Such was the mantra many white people used to avoid the discomfort of talking about racial issues. “Before telling us to remove the speck of sawdust from our eye,” white people shouted, quoting Matthew 7:5 from the Bible, “remove the plank out of your own eye.”
In other words, stop killing each other. The overall message that Shapiro and other conservatives were saying was as long as you don’t commit crime, the cops will leave you alone. “The real problem is Black culture,” they insisted. “You need to stop idolizing rappers who glorify violence and drugs. Finish school. Don’t have kids outside of marriage. Stay off drugs.”
It wasn’t just white conservatives shouting that message. Black conservatives like Candace Owens, Larry Elder, Jason Riley and Sheriff David Clarke all have said the same thing.
But if this is so simple — such a self-evident truth — why are we still having this discussion?
My personal story
I’ll be honest with you. I genuinely thought the racism issue ended in the 1980s. When I was growing up, the other Black kids I went to school with were all from working-class families just like mine. We all listened to the same music — Michael Jackson, Prince, Madonna, Duran Duran, Run DMC. Break dancing was all the rage. There were several Black people in the church I grew up in.
As an adult, I had Black college mates, co-workers, neighbors and friends. I was never afraid of any of them. I never thought they were going to hurt me or steal from me. They were all law-abiding, honest, trustworthy, hardworking human beings.

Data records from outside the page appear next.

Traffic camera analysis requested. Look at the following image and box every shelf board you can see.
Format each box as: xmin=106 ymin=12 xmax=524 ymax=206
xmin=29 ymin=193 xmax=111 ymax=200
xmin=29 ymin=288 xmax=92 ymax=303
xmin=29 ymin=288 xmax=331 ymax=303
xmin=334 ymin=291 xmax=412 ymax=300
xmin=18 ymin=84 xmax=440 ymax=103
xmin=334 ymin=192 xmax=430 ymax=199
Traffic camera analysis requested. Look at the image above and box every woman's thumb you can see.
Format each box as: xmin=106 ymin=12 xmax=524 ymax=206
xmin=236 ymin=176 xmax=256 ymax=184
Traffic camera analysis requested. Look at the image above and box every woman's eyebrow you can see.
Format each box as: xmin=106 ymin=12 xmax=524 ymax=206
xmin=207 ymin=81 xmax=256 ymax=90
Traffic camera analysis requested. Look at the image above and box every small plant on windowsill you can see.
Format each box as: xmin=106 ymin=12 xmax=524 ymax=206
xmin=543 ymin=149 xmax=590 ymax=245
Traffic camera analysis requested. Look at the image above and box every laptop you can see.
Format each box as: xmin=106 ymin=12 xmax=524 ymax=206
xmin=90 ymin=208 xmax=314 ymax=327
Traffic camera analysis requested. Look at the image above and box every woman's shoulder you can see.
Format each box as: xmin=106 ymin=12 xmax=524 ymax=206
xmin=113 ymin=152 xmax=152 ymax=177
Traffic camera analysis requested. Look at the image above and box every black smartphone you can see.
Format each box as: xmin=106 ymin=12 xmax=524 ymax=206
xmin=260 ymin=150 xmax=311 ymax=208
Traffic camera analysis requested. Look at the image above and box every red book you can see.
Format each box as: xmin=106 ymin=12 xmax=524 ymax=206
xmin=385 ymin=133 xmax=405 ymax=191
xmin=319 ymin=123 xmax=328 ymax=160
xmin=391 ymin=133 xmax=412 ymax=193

So, yeah, when Black Lives Matter first came out, I was in the All Lives Matter camp. I didn’t believe systemic racism existed because I hadn’t witnessed it. I saw Colin Kaepernick take a knee and thought he was an ingrate for not appreciating the prosperity he enjoyed as a millionaire sports icon in the United States.
My worldview changed, though, when I moved to Indiana. I rolled into town Christmas Day 2017 and started my new job as editor of the Greater Fort Wayne Business Weekly on January 3, 2018.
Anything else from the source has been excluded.